Truth be told, there’s always the threat of creating a lumpy hollandaise, or having the usually silky sauce split and curdle. To avoid splitting, curdling, or in the worst-case scenario, burning, the most common method for making hollandaise is beating your egg yolks in a bain-marie. If you keep the water on a very gentle simmer, your sauce should thicken relatively slow, giving you enough time to breathe a little whilst whisking vigorously. If you still feel like the emulsion is starting to curdle, or split, lift the bowl off and on the heat, or add an ice-cube… and never stop whisking.
I prefer my hollandaise a bit tangy to counter-balance the richness, but some people may prefer a sweeter version. To achieve this, simply leave out the 1 tablespoon of vinegar listed in the recipe below. Last but not least, a nice Hollandaise should always be served warm and should be prepared right before serving. Unfortunately, the sauce usually doesn’t reheat well and may split while you try to do so… which would be a pity after all that whisking, wouldn’t it?
- 2 egg yolks
- 125g butter
- 1 tablespoon white wine vinegar
- 1 tablespoon lemon juice
- 1 tablespoon cold water
- ½ teaspoon salt
- Fill a deep pot halfway with water. Bring water to a boil and reduce the heat to keep it on a gentle simmer.
- Separate your egg yolks by cracking the egg on an edge of a bowl and carefully passing the yolks between the eggshells, letting the whites drip into the bowl below. Place the yolks in a separate stainless-steel, or glass bowl.
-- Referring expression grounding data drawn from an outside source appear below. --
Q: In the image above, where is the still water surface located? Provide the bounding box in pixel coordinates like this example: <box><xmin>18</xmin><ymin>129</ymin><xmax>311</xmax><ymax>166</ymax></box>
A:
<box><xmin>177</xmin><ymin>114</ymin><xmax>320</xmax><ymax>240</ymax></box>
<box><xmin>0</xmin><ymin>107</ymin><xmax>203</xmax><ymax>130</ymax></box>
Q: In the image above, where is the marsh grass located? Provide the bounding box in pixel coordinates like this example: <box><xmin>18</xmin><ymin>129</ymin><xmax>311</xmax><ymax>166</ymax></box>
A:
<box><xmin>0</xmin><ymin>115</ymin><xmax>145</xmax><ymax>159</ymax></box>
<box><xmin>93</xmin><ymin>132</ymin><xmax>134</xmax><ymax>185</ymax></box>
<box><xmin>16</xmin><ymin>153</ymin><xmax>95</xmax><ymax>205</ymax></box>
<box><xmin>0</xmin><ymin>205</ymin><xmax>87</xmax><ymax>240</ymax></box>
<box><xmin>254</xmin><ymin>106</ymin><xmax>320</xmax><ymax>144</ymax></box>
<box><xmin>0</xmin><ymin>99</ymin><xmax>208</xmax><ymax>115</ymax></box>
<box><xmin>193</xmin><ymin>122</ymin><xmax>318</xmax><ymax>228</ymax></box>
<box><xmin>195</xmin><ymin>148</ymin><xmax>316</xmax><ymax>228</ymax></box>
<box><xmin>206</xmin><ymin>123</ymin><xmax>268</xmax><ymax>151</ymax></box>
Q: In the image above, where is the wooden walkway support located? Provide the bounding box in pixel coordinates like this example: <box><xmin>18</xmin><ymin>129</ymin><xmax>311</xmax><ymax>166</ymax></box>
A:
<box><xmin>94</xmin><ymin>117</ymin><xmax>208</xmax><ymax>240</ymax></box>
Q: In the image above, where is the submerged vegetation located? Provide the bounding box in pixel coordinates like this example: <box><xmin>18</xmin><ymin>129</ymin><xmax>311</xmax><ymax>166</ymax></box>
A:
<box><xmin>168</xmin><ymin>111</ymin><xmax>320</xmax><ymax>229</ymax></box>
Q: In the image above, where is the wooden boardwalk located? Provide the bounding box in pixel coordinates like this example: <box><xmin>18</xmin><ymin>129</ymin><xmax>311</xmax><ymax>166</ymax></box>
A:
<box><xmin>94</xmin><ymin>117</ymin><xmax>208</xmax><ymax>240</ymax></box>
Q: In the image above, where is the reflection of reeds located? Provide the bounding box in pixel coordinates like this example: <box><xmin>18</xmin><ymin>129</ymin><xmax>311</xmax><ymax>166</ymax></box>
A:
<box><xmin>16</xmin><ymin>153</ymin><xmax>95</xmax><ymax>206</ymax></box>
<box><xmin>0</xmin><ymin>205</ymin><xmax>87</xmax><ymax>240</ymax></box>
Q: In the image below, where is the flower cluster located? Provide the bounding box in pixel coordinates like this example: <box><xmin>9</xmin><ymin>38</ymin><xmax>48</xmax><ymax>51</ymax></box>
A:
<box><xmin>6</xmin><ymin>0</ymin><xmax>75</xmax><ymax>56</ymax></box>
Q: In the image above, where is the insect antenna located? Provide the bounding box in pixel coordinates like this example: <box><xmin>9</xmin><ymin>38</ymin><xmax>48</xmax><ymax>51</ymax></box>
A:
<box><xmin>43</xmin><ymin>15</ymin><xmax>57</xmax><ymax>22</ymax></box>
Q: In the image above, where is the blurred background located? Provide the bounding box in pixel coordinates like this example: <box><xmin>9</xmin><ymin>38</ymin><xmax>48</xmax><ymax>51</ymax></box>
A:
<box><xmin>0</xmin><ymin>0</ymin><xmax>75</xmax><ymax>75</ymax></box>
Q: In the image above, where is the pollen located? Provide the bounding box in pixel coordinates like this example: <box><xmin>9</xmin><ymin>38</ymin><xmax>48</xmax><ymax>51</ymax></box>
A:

- Melt 125g of butter in a small saucepan. When the butter is fully melted, take it off the heat and set aside.
- With a balloon whisk, beat the two egg yolks, 1 tablespoon of cold water, 1 tablespoon of vinegar, 1 tablespoon of lemon juice and ½ teaspoon of salt together in the stainless-steel bowl until the mixture becomes a bit frothy and thick.
- Place the bowl over the pan of just simmering water, making sure the water does not touch the bowl. Vigorously beat your egg-mixture whilst very very slowly drizzling in the melted butter. Continue whisking until all the butter has been incorporated and the sauce turns smooth, thick and creamy. Make sure not to overheat and scramble your eggs! Serve immediately.